Das Portrait: Mutig und couragiert
■ Katharina Bennefeld-Kersten
Die Knastleiterin Katharina Bennefeld-Kersten wurde Opfer eines Geiselnehmers und soll nun zurücktreten Foto: dpa
Eine Freundin deutlicher Worte und klarer Absprachen ist die 48jährige Psychologiedirektorin Katharina Bennefeld-Kersten, die seit 1991 die Justizvollzugsanstalt Salinenmoor im Landkreis Celle leitet. Die 160 Bediensteten und auch die 220 männlichen Gefangenen in Salinenmoor können sich auf Zusagen ihrer energischen Chefin verlassen. Dabei ist sich die Diplompsychologin der Grenzen des Strafvollzugs durchaus bewußt. Schließlich kann sie auf fast 20 Jahre Erfahrung im Umgang mit schwierigen Gefangenen zurückblicken.

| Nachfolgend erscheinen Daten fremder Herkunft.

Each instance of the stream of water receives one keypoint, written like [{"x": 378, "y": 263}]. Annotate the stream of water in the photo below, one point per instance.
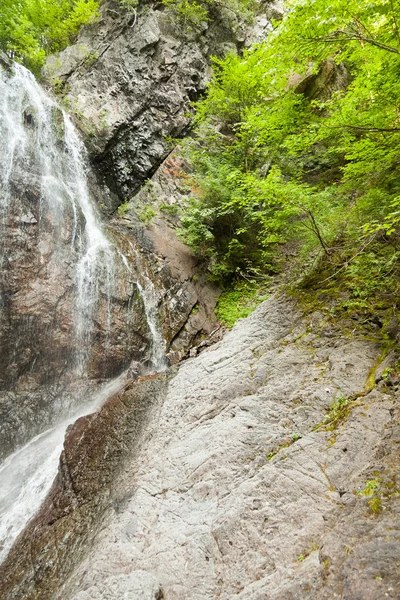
[{"x": 37, "y": 137}]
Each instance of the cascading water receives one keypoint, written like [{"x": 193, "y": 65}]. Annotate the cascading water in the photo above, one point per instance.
[
  {"x": 30, "y": 128},
  {"x": 39, "y": 139}
]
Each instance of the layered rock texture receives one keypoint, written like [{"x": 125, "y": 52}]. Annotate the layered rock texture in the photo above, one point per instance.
[{"x": 266, "y": 469}]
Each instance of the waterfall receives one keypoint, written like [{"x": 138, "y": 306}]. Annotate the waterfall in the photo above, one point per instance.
[
  {"x": 31, "y": 125},
  {"x": 40, "y": 149}
]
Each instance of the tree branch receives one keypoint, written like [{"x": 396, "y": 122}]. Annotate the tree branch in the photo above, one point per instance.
[{"x": 349, "y": 37}]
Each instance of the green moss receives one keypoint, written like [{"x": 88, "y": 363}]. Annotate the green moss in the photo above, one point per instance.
[
  {"x": 123, "y": 208},
  {"x": 239, "y": 302}
]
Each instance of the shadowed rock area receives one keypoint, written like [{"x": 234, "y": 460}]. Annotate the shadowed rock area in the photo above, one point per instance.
[
  {"x": 245, "y": 484},
  {"x": 93, "y": 457}
]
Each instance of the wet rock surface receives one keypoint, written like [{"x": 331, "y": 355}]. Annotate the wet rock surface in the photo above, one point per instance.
[
  {"x": 93, "y": 458},
  {"x": 241, "y": 487},
  {"x": 238, "y": 493},
  {"x": 129, "y": 81}
]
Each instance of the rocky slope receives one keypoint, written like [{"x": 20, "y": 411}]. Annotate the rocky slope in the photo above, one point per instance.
[
  {"x": 129, "y": 81},
  {"x": 246, "y": 483}
]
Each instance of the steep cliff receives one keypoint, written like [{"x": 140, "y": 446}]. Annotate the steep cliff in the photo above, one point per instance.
[{"x": 264, "y": 468}]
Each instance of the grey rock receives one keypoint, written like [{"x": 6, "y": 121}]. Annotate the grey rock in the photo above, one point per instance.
[{"x": 224, "y": 501}]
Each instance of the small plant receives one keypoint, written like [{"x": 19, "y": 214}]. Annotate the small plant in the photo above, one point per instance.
[
  {"x": 372, "y": 489},
  {"x": 338, "y": 412},
  {"x": 170, "y": 209},
  {"x": 386, "y": 373},
  {"x": 129, "y": 5},
  {"x": 238, "y": 302},
  {"x": 146, "y": 214},
  {"x": 123, "y": 208}
]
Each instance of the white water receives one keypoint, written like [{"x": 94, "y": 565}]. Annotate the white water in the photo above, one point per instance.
[
  {"x": 39, "y": 141},
  {"x": 151, "y": 301},
  {"x": 61, "y": 173},
  {"x": 26, "y": 476}
]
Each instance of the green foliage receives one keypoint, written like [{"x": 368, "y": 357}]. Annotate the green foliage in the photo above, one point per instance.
[
  {"x": 123, "y": 208},
  {"x": 129, "y": 5},
  {"x": 239, "y": 302},
  {"x": 192, "y": 13},
  {"x": 338, "y": 412},
  {"x": 31, "y": 29},
  {"x": 146, "y": 213},
  {"x": 279, "y": 166}
]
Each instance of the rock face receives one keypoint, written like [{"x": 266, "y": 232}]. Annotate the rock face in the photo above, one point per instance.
[
  {"x": 94, "y": 452},
  {"x": 129, "y": 81},
  {"x": 248, "y": 483}
]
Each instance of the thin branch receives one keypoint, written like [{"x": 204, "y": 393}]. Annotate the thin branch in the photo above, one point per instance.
[
  {"x": 346, "y": 264},
  {"x": 396, "y": 25},
  {"x": 358, "y": 127},
  {"x": 349, "y": 37}
]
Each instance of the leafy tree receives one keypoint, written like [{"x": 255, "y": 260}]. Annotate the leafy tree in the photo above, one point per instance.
[
  {"x": 31, "y": 29},
  {"x": 275, "y": 164}
]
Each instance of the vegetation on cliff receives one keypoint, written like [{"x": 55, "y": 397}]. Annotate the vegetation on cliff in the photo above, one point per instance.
[
  {"x": 32, "y": 29},
  {"x": 296, "y": 152}
]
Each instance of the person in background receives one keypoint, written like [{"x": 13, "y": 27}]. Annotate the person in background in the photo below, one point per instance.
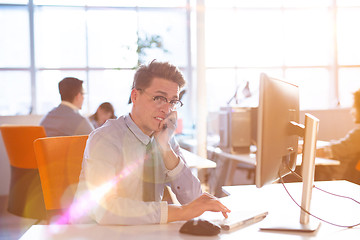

Katharina Bennefeld-Kersten hat am vergangenen Montag nicht gezögert, sich als Geisel im die Gewalt eines Mörders und Vergewaltigers zu begeben im Austausch für eine ihrer Bediensteten, eine 40jährige Sozialarbeiterin, die der Gefangene mit dem Messer bedroht und vergewaltigt hatte. Sie brachte sich freiwillig in Lebensgefahr, wurde selbst Opfer des wegen mehrfacher Vergewaltigung Vorbestraften und steht dennoch auch heute zu ihre Entscheidung. „Auch bei nachträglicher, sorgfältiger und selbstkritischer Bewertung war meine Vorgehensweise richtig“, erklärte die Anstaltsleiterin, als sie nach nur zwei Tagen Urlaub ihren Dienst wieder aufnahm.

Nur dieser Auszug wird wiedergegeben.